During a hearing for HB278 in the House Judiciary Committee Wednesday morning, Rep. Chris Herrod, R-Provo, said he decided to sponsor the GRAMA changes after being frustrated by his own GRAMA request last summer. He then saw a couple of other places to fix, especially the ability for a someone to receive documents electronically, if requested.
Much to everyone's surprise, the response from those who work in government was to hem and haw about the changes creating more work. Rep. Jackie Biskupski, D-Salt Lake City, who also works for Salt Lake County Sheriff Jim Winder, said that it would become "very time consuming" if they had to respond to GRAMA requests in five days instead of the currently alloted 10 days. She also said it would be more difficult if those records were done electronically.
"I'm not sure about the problem you're trying to solve," she said.
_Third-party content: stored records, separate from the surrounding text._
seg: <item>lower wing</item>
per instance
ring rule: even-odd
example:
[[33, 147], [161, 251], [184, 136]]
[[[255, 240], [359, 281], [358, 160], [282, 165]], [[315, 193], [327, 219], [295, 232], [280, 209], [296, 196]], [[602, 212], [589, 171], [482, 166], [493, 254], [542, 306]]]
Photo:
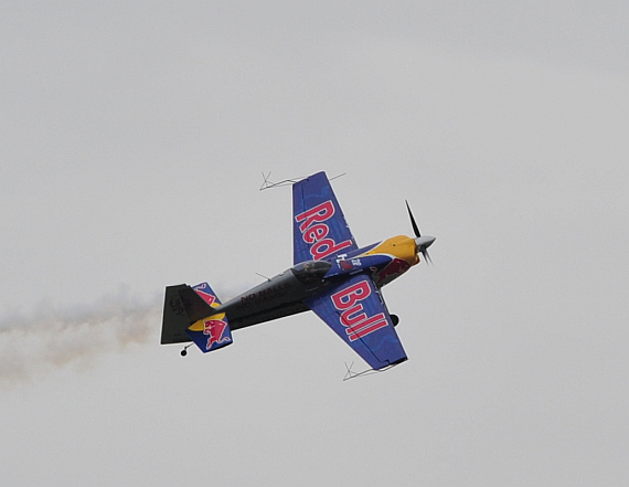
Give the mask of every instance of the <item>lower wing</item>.
[[353, 276], [305, 303], [372, 369], [406, 360], [391, 316], [370, 277]]

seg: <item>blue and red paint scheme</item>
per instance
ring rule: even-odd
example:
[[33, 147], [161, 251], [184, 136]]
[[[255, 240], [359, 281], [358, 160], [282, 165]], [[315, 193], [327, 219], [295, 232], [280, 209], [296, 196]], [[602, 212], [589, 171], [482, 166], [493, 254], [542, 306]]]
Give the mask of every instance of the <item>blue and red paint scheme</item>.
[[207, 283], [167, 287], [162, 343], [191, 339], [212, 351], [232, 343], [231, 330], [310, 309], [372, 369], [405, 361], [380, 289], [427, 256], [435, 239], [422, 237], [411, 215], [416, 239], [359, 248], [324, 172], [292, 186], [292, 205], [295, 265], [225, 304]]

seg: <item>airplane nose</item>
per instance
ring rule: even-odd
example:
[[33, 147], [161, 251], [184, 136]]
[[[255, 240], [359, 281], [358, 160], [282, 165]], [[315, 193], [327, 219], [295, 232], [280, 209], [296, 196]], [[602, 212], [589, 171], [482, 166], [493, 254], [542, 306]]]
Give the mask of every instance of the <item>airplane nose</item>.
[[433, 242], [435, 242], [435, 240], [436, 237], [430, 235], [418, 236], [417, 239], [415, 239], [415, 245], [417, 245], [417, 250], [420, 251], [423, 248], [428, 248], [430, 245], [433, 245]]

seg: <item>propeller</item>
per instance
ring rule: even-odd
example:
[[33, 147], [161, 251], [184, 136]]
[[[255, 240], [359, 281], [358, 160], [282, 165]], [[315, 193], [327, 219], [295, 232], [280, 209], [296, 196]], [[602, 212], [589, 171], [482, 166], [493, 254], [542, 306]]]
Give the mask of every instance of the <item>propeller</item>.
[[433, 242], [435, 242], [435, 237], [429, 235], [422, 236], [422, 233], [419, 232], [419, 226], [417, 226], [415, 218], [413, 216], [413, 212], [411, 211], [411, 207], [408, 205], [408, 201], [406, 201], [406, 209], [408, 210], [408, 216], [411, 218], [413, 232], [415, 232], [415, 245], [417, 246], [417, 252], [422, 252], [422, 255], [426, 260], [426, 264], [433, 264], [430, 254], [428, 254], [428, 247], [433, 245]]

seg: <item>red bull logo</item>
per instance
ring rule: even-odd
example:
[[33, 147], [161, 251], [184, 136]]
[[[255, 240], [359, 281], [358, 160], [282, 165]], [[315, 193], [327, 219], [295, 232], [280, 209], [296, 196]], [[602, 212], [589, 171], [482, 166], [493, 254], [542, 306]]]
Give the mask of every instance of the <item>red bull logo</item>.
[[[212, 289], [210, 288], [210, 285], [207, 283], [199, 284], [199, 285], [194, 286], [193, 289], [210, 306], [213, 306], [214, 303], [217, 300], [216, 296], [214, 296], [214, 294], [212, 293]], [[218, 303], [216, 303], [216, 305], [218, 305]]]
[[327, 237], [330, 227], [324, 222], [330, 220], [333, 214], [334, 205], [331, 200], [328, 200], [295, 216], [297, 223], [301, 222], [299, 225], [301, 237], [303, 242], [310, 245], [310, 255], [316, 261], [352, 245], [351, 240], [337, 243], [333, 239]]
[[230, 337], [223, 337], [227, 324], [222, 319], [207, 319], [203, 321], [203, 335], [207, 335], [205, 350], [212, 349], [214, 345], [222, 345], [232, 341]]
[[347, 327], [345, 332], [350, 341], [358, 340], [373, 334], [388, 325], [384, 313], [367, 316], [362, 300], [371, 296], [371, 287], [366, 280], [361, 280], [344, 289], [334, 293], [332, 303], [341, 311], [341, 324]]

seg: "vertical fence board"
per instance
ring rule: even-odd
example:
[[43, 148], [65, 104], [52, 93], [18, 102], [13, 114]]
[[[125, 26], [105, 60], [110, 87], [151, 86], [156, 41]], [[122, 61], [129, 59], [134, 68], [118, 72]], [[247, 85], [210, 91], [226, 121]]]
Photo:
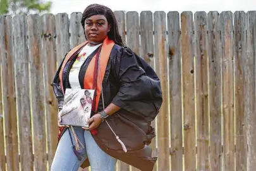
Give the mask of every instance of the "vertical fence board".
[[66, 13], [56, 16], [56, 57], [58, 65], [61, 63], [65, 55], [70, 51], [69, 19]]
[[192, 12], [183, 12], [181, 18], [185, 170], [195, 170], [195, 86], [192, 45], [193, 14]]
[[207, 22], [205, 12], [195, 14], [197, 121], [197, 167], [209, 170]]
[[233, 15], [231, 12], [221, 14], [222, 45], [222, 108], [224, 170], [235, 170], [234, 73]]
[[[13, 50], [18, 51], [19, 47], [13, 47], [13, 19], [4, 17], [5, 45], [4, 57], [2, 58], [2, 80], [4, 125], [6, 135], [6, 163], [8, 170], [19, 170], [19, 153], [18, 143], [17, 118], [16, 113], [16, 96], [14, 75]], [[15, 25], [19, 29], [19, 26]], [[22, 45], [21, 44], [20, 45]], [[17, 163], [14, 165], [13, 163]]]
[[166, 26], [164, 12], [154, 14], [156, 72], [162, 91], [163, 102], [157, 116], [158, 169], [169, 170], [168, 65], [166, 54]]
[[70, 15], [70, 48], [72, 48], [85, 41], [85, 31], [81, 25], [81, 13]]
[[255, 59], [256, 11], [247, 13], [247, 60], [246, 113], [248, 128], [248, 170], [256, 170]]
[[[126, 13], [127, 45], [135, 53], [140, 55], [140, 25], [137, 12]], [[131, 167], [132, 171], [140, 170]]]
[[246, 14], [234, 14], [236, 113], [236, 170], [247, 170], [247, 135], [245, 113], [247, 67]]
[[26, 19], [24, 15], [16, 15], [13, 18], [15, 77], [17, 111], [19, 119], [21, 167], [21, 170], [33, 170]]
[[[153, 45], [153, 14], [151, 11], [143, 11], [140, 13], [140, 33], [141, 33], [141, 53], [140, 56], [149, 65], [154, 68], [154, 45]], [[155, 129], [155, 120], [151, 125]], [[157, 136], [157, 135], [156, 135]], [[150, 147], [152, 150], [152, 156], [156, 157], [156, 138], [151, 142]], [[155, 165], [154, 171], [157, 170], [157, 165]]]
[[168, 14], [169, 78], [171, 111], [171, 170], [183, 170], [181, 70], [180, 16]]
[[42, 16], [42, 59], [44, 66], [47, 132], [48, 162], [51, 168], [58, 143], [59, 130], [56, 124], [58, 102], [52, 83], [56, 72], [55, 18], [52, 14]]
[[153, 14], [151, 11], [140, 13], [141, 57], [154, 69]]
[[119, 33], [124, 41], [125, 38], [125, 14], [123, 11], [116, 11], [114, 12], [114, 16], [118, 23]]
[[127, 45], [140, 55], [140, 25], [137, 12], [126, 13]]
[[[122, 37], [124, 42], [126, 40], [125, 38], [125, 14], [123, 11], [116, 11], [114, 12], [114, 16], [118, 23], [118, 31]], [[130, 167], [126, 163], [118, 160], [118, 170], [119, 171], [128, 171], [130, 170]]]
[[30, 63], [32, 114], [34, 131], [34, 167], [46, 170], [46, 135], [45, 125], [43, 62], [42, 58], [42, 33], [41, 18], [28, 15], [28, 49]]
[[5, 150], [4, 135], [4, 114], [2, 99], [2, 60], [5, 56], [5, 29], [4, 16], [0, 16], [0, 170], [5, 170]]
[[212, 170], [221, 170], [221, 41], [219, 14], [208, 13], [210, 160]]

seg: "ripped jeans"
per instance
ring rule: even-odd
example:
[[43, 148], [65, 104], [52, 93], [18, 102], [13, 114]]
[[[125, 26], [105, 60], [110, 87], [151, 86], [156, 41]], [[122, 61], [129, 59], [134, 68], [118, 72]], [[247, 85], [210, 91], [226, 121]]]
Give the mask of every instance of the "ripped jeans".
[[[117, 159], [103, 152], [97, 145], [90, 131], [80, 127], [73, 126], [75, 133], [85, 148], [82, 152], [83, 157], [80, 161], [74, 153], [69, 131], [67, 130], [63, 135], [57, 150], [51, 171], [77, 171], [82, 163], [88, 158], [92, 171], [114, 171], [116, 170]], [[70, 131], [73, 142], [74, 136]]]

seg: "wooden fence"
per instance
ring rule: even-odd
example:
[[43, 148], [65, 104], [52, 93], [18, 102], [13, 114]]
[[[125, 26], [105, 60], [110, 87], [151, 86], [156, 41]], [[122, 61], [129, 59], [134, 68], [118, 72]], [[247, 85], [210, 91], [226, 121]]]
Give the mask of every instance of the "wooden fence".
[[[256, 170], [256, 11], [115, 14], [126, 45], [161, 80], [154, 170]], [[66, 53], [85, 41], [81, 16], [0, 16], [1, 170], [51, 166], [51, 83]]]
Also testifying to the increased burden of the bill were representatives of the Utah Association of Counties and Utah Association of Special Service Districts. All of them seemed to interpret the bill as pushing the deadline for almost all GRAMA requests to five days.
However, the deadline does not really change, except to require government agencies to respond in five days if they are denying the request. At least, that seems to be how the bill reads.
In the end, the committee voted to "move to the next item," which is usually the polite way of killing a bill. However, in this case, Herrod said he would work on the language to address the concerns about, well, serving the public in a timely fashion.